Leaders from 27 firms that represent many of New York's leading industries have banded together to create the New York Jobs CEO Council, which aims to hire 100K people from low-income Black, Latino and Asian communities by 2030. The co-chairs of the new organization include JPMorgan Chase (NYSE:JPM) CEO Jamie Dimon, IBM (NYSE:IBM) CEO Arvind Krishna and Accenture (NYSE:ACN) CEO Julie Sweet, as well as initial members like Jeff Bezos of Amazon (NASDAQ:AMZN). "Today's economic crisis is exacerbating economic and racial divides and exposing systemic barriers to opportunity," Dimon said in a press release. "Young people in low-income and minority communities feel this failure the most. Unless we actively work to close the gap, COVID-19 will make matters worse."

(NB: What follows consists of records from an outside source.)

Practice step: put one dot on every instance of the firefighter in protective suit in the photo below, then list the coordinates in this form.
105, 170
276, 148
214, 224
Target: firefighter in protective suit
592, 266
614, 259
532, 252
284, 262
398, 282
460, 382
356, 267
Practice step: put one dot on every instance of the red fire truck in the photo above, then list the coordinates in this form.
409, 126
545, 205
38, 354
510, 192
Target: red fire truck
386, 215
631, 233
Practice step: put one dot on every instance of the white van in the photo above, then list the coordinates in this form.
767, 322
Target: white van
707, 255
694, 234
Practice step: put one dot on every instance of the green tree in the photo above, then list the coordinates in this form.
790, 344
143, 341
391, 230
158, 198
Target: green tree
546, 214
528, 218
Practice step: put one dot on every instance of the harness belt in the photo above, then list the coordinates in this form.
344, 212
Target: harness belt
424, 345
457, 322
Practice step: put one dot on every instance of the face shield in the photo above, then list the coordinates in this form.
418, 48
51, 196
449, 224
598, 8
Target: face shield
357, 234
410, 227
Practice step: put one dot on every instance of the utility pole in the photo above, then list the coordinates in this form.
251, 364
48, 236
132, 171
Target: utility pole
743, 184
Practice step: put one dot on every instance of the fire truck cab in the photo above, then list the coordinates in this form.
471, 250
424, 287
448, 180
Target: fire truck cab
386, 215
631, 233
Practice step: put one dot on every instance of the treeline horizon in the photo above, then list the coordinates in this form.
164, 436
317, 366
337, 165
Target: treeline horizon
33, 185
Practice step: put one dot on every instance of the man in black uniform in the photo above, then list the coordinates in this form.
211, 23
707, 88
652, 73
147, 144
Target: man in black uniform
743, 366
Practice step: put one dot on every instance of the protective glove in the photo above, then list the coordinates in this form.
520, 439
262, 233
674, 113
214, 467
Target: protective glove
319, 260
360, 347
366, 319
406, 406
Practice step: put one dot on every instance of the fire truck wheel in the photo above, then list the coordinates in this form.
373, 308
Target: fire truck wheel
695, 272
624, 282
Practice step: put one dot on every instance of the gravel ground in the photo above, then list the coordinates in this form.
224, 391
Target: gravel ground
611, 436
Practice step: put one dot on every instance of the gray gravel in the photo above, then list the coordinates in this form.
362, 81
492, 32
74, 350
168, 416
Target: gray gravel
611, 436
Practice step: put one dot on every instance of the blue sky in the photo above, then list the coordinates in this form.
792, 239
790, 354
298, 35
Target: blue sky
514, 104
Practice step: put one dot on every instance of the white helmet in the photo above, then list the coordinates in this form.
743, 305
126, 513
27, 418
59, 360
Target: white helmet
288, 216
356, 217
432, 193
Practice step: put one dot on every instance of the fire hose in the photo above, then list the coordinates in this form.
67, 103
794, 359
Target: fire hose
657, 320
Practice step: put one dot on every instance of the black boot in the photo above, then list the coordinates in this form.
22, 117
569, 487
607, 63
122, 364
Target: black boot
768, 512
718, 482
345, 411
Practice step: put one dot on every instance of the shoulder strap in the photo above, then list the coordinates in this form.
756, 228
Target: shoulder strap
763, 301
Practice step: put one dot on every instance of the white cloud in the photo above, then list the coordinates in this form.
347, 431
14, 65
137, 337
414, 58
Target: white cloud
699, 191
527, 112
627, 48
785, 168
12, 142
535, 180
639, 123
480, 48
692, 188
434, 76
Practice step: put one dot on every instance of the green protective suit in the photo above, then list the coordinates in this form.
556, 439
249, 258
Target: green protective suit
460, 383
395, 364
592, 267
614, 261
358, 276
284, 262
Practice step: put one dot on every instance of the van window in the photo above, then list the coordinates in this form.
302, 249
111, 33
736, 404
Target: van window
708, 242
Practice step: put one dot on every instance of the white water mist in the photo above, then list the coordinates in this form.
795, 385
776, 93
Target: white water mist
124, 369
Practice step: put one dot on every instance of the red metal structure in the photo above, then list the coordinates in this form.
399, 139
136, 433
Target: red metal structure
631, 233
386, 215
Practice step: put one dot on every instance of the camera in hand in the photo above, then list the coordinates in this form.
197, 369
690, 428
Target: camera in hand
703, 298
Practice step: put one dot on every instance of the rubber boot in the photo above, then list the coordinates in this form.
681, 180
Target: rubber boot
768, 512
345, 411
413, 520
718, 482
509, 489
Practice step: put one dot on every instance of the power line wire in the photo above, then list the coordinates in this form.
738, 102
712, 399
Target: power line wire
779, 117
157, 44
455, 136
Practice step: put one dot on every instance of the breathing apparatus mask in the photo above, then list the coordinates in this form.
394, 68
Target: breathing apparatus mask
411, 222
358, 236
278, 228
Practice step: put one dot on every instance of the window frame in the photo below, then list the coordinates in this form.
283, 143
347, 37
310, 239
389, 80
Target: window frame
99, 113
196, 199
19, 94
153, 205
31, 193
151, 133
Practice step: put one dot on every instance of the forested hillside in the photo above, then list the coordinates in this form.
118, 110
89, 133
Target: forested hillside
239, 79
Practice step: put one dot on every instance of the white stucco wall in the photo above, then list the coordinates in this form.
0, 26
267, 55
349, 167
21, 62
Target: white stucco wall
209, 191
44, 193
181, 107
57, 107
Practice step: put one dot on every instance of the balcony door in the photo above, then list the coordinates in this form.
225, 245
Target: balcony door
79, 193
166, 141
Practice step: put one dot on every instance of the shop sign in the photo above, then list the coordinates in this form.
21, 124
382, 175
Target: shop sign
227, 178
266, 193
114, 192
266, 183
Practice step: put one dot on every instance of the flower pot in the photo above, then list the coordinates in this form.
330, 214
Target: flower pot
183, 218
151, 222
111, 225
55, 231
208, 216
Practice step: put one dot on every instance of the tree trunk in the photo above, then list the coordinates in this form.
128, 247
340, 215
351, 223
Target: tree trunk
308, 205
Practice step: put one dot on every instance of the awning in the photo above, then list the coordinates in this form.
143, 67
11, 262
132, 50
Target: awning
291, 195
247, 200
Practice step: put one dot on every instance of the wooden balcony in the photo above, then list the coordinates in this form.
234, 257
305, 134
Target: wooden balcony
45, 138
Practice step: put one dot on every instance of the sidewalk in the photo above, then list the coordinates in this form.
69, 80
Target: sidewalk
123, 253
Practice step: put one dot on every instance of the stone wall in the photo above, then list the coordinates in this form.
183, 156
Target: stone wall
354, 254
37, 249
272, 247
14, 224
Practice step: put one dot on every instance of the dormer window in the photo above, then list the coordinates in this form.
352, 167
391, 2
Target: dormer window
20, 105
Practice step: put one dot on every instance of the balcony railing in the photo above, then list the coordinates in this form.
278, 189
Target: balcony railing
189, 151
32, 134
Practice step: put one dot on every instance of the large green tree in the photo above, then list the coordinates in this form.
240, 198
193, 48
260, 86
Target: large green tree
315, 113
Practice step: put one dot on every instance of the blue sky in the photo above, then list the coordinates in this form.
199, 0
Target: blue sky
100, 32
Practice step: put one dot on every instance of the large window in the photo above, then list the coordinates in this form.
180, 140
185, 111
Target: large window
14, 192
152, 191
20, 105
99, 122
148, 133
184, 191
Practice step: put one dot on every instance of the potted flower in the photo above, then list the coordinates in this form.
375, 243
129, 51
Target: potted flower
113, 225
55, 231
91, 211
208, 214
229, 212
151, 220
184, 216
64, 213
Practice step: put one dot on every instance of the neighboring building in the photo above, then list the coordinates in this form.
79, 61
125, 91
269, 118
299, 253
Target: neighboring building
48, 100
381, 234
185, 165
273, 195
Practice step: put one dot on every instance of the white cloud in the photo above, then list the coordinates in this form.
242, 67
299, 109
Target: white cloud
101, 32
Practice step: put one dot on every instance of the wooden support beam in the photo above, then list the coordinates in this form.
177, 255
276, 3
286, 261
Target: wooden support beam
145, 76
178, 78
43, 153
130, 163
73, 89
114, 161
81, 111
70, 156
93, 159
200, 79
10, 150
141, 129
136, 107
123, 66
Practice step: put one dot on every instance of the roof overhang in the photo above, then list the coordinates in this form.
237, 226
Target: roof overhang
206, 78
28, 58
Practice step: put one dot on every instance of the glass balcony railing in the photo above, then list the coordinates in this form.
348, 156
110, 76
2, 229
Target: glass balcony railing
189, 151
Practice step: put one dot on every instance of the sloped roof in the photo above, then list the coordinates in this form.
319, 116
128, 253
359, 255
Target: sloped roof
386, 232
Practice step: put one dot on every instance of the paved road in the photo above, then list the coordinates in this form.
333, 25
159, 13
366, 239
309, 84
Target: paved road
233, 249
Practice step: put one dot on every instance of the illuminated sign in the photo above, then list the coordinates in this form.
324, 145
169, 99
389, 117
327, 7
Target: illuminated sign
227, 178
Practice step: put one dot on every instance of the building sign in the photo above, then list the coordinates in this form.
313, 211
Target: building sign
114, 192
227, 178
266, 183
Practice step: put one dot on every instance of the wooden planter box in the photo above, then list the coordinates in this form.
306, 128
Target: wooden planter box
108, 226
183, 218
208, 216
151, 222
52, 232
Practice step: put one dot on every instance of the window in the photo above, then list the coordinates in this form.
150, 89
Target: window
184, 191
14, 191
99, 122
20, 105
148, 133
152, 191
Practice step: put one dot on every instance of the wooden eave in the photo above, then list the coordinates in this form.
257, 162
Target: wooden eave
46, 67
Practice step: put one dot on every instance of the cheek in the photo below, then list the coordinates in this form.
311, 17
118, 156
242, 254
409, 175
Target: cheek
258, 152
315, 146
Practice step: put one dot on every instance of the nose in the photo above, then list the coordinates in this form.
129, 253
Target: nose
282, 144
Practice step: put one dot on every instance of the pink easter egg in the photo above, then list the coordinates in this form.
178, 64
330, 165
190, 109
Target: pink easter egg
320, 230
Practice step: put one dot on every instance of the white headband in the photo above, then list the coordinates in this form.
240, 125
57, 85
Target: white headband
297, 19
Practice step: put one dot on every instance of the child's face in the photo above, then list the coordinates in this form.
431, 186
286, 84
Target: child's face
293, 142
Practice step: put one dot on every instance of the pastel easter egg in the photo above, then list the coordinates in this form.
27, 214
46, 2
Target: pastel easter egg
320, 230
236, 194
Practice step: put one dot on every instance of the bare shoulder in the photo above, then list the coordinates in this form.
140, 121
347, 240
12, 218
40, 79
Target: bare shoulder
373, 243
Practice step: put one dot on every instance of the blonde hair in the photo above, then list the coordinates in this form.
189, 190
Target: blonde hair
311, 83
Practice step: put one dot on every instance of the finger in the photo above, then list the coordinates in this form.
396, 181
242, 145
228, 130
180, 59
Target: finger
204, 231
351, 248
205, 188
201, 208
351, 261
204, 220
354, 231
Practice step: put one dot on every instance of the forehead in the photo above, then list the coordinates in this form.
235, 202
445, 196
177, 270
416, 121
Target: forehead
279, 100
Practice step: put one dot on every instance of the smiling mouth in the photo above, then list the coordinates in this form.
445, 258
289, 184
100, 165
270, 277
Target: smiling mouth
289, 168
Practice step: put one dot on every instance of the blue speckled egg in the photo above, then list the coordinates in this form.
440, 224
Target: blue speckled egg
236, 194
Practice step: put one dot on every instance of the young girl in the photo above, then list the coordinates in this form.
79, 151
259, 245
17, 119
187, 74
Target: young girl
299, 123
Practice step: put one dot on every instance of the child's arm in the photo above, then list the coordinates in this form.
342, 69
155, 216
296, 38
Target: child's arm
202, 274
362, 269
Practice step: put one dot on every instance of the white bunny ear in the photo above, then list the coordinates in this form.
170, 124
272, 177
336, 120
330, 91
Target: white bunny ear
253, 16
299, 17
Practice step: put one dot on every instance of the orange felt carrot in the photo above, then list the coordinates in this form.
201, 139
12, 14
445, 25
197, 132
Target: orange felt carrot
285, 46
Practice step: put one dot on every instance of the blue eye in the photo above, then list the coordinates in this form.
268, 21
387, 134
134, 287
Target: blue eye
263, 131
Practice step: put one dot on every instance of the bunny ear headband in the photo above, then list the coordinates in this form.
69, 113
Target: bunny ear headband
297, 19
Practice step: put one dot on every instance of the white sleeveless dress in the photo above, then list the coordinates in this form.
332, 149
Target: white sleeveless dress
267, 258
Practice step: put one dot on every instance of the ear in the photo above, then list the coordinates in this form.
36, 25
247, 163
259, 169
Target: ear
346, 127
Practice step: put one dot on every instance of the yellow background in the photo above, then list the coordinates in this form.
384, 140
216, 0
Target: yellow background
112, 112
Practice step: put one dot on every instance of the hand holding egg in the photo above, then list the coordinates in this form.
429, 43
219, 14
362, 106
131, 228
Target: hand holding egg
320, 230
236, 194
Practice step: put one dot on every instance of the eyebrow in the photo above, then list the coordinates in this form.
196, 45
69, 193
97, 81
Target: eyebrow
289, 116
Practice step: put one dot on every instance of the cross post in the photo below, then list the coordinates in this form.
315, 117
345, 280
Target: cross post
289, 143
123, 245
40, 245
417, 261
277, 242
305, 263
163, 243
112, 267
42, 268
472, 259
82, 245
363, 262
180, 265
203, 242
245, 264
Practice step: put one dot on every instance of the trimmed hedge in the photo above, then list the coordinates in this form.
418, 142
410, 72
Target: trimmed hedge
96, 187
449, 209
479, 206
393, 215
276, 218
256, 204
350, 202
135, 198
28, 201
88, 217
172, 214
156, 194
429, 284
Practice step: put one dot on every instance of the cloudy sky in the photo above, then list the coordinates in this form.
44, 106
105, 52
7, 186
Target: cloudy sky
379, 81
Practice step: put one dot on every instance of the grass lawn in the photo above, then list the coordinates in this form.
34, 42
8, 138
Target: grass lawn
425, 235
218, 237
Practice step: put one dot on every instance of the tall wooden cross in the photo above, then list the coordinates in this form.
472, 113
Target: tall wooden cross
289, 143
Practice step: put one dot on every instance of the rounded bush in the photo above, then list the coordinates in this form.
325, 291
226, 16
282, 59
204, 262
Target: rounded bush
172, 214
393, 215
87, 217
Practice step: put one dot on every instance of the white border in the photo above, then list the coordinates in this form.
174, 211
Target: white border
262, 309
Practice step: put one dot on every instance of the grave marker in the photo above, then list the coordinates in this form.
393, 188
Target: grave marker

San Francisco Superior Court Judge Ethan Schulman has granted a preliminary injunction against Uber (NYSE:UBER) and Lyft (NASDAQ:LYFT), but will pause the order for 10 days to give the companies time to appeal the decision. California Attorney General Xavier Becerra and a trio of city attorneys previously filed for the injunction to force the ride-hailing services to comply with a new state law and immediately stop classifying their drivers as contractors. The decision, known as Assembly Bill 5, or AB 5, would weigh heavily on their business models and other gig-economy companies.
Lebanon's stock market reopened yesterday, and the BLOM Stock Index is down 1.6%, amid further uncertainty following last week's explosion at Beirut's port. Prime Minister Hassan Diab confirmed the resignation of his administration after just seven months in office and blamed a corrupt political elite for sabotaging his tenure. Even before the fatal incident, which killed 163 people and wounded over 6,000, Lebanon was struggling. It hasn't undertaken the reforms required to unlock international funding, while the Lebanese pound has also lost 80% of its value since October.
Go deeper: Lebanon's leaders were warned in July about explosives at port.
Companies from China and other countries that do not comply with accounting standards will be delisted from U.S. stock exchanges as of the end of 2021, according to U.S. Treasury Secretary Steven Mnuchin. The U.S. will also soon require imports from Hong Kong to be labeled as 'Made in China' following a notice that's set to be published today in the Federal Register. China appears to be in a delicate balancing act as it keeps a trade deal alive. The country is reportedly scrapping expensive Brazilian soy bean purchases and replacing previously done deals with American supplies, while retaliatory sanctions imposed yesterday didn't include any members of the Trump administration.
What else is happening...
Reports indicate Big 10 and Pac 12 will cancel fall football season.
In Asia, Japan +1.9%. Hong Kong +2.1%. China -1.2%. India -0.6%.
In Europe, at midday, London +2.4%. Paris +2.6%. Frankfurt +2.6%.
Futures at 6:20, Dow +1.1%. S&P +0.7%. Nasdaq +0.5%. Crude +1.6% to $42.59. Gold -2.1% to $19996.70. Bitcoin -0.9% to $11726.